世界の海洋における鯨類の食物消費量
出典: フリー百科事典『ウィキペディア(Wikipedia)』 (2022/05/16 04:19 UTC 版)
「クジラ」の記事における「世界の海洋における鯨類の食物消費量」の解説
財団法人日本鯨類研究所の計算によると、世界中の鯨類(クジラ・イルカ・シャチ)が食する餌の消費量は魚、イカなどの軟体動物、オキアミなどの甲殻類を合わせると、2.5 - 4.3億トンとされている。これは、1996年当時における世界中の人間の魚の消費量9千万トン の3倍-5倍と計算される。保護されたために増えすぎた鯨によって海洋のバイオマス(生物資源)は減少しており、捕鯨は海洋生物資源の保全に繋がるという意見もある。 クジラの消費するバイオマスの量については、捕鯨に賛成、反対のそれぞれの立場からの説明となってしまうことが多いが、必ずしも捕鯨に賛成、反対の立場からのみ発生した見解が出ると限ることはできない。 試算には、捕鯨対象種以外の種を含んでおり、捕鯨禁止という形で保護されているのは鯨類全80種余りの中のIWCで管理された13種に過ぎない。 世界中の鯨が食べる餌は種類によって異なり、魚やイカの中には漁業と競合しないものや、プランクトンや深海凄のイカなどは、そもそも食用資源に向かないものもあり、直接競合しているのは二割程度である。 人類が利用しにくい資源をより多く利用するため、リン酸資源や鯨油として使用するなど食用に不向きなクジラの利用が推奨されることもある。例えば深海凄のハクジラ類の生息数は南極においてクロミンククジラよりも多いにも関わらず資源として利用されていない。

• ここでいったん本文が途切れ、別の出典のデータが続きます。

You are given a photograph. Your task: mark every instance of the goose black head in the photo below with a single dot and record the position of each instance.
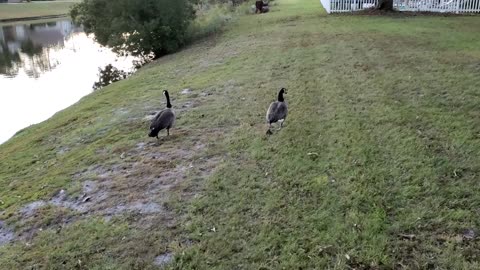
(280, 94)
(167, 96)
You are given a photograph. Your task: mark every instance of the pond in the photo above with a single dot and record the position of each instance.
(44, 68)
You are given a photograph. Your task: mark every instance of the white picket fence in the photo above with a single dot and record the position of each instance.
(450, 6)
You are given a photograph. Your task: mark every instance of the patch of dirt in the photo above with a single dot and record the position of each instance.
(6, 235)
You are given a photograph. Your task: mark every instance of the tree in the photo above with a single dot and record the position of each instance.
(137, 27)
(385, 5)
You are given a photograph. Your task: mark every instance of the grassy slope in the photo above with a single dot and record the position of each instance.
(34, 9)
(390, 105)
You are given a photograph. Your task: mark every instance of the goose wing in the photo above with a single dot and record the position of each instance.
(277, 111)
(164, 119)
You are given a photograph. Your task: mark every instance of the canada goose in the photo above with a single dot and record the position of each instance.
(164, 119)
(277, 112)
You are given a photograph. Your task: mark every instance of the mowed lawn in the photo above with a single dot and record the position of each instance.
(34, 9)
(377, 166)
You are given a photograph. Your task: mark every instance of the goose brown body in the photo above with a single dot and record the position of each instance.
(278, 110)
(165, 119)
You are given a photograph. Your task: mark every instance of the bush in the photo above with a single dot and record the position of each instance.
(211, 20)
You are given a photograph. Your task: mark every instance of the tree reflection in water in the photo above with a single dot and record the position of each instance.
(28, 47)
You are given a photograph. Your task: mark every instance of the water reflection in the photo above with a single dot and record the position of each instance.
(44, 68)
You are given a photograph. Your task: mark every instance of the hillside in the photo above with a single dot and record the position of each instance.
(376, 167)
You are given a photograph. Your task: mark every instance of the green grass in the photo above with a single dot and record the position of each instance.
(34, 9)
(389, 106)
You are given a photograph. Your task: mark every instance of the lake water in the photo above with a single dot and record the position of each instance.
(44, 68)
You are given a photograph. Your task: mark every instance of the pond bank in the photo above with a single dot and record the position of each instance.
(29, 11)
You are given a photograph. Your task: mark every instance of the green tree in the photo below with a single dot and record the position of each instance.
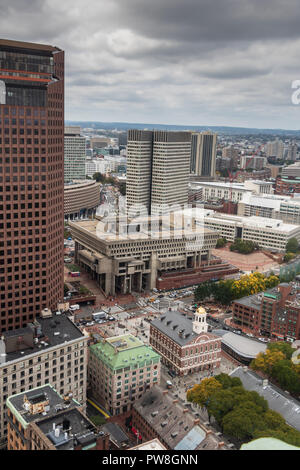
(242, 422)
(282, 346)
(228, 382)
(201, 393)
(221, 242)
(203, 291)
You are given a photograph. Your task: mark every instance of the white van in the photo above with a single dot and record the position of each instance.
(74, 307)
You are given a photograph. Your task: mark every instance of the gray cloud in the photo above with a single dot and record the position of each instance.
(206, 62)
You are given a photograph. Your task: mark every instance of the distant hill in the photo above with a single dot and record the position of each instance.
(226, 130)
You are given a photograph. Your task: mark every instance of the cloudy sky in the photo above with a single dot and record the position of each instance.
(187, 62)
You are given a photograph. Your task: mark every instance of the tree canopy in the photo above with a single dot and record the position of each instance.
(243, 415)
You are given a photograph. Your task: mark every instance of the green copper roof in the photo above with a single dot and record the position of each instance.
(268, 443)
(124, 351)
(272, 296)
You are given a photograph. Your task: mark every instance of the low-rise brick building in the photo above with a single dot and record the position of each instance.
(121, 369)
(184, 343)
(275, 312)
(40, 419)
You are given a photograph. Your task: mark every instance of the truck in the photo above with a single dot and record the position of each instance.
(169, 384)
(74, 274)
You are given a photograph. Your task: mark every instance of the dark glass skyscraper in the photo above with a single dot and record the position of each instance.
(31, 180)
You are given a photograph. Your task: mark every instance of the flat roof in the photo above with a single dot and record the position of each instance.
(49, 326)
(123, 351)
(45, 393)
(97, 229)
(27, 45)
(268, 443)
(179, 328)
(243, 346)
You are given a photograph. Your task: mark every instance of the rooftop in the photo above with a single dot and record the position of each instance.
(154, 444)
(278, 400)
(123, 351)
(34, 405)
(117, 435)
(27, 45)
(268, 443)
(45, 333)
(179, 328)
(59, 418)
(174, 424)
(243, 346)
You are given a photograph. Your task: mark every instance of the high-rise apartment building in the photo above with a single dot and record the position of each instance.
(203, 154)
(74, 154)
(31, 180)
(157, 170)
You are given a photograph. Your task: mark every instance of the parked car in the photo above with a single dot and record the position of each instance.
(74, 307)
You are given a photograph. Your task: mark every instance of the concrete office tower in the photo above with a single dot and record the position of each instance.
(139, 169)
(157, 170)
(75, 154)
(275, 148)
(203, 154)
(32, 180)
(170, 170)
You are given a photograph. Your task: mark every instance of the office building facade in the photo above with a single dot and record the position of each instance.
(121, 369)
(203, 154)
(31, 180)
(157, 171)
(52, 351)
(74, 146)
(41, 419)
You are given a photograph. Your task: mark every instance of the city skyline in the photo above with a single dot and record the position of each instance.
(197, 64)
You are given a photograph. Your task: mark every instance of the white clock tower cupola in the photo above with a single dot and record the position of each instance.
(200, 324)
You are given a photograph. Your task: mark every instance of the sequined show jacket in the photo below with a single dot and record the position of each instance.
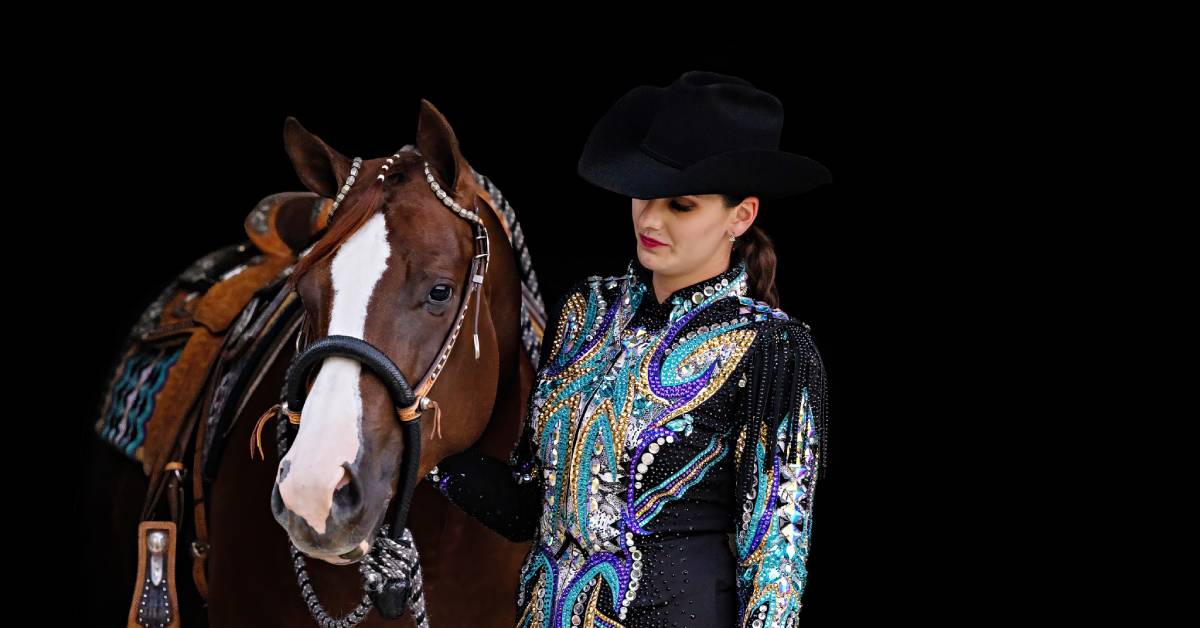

だが、深海凄のハクジラであるマッコウクジラ調査捕鯨の対象としても僅か5頭程度しか捕られていないが、これは鯨油の需要が少なく、経済価値がほとんどないからである。 といった事実から、捕鯨がどの程度、特にクジラを除く生物資源の管理に役立つのか明確でない点が多く、それを示す研究結果も少ない。 現在の群集生態学によれば、実際の生態系はピラミッド上の単純な食物連鎖ではなく、食物網と呼ばれる網の目のような複雑な関係にあるとする知見が得られてきている。食物網の概念によれば、たとえどの網の箇所でも引っ張れば全体に影響し歪みを与え、それと同様に、乱獲や過剰保護 などの極端な資源運営を行えば、バイオマスのバランスが崩れる要因になる。近年ではEcopath with Ecosimなどの生態系モデル (Ecosystem model) が開発され、日本でもクジラと漁業の競合関係を調べるためにジャルパン2 (JARPN II) と呼ばれる研究が行われており、その目的の一つがクジラを含めたFood webを数値モデル化するための科学的データの提供とされる。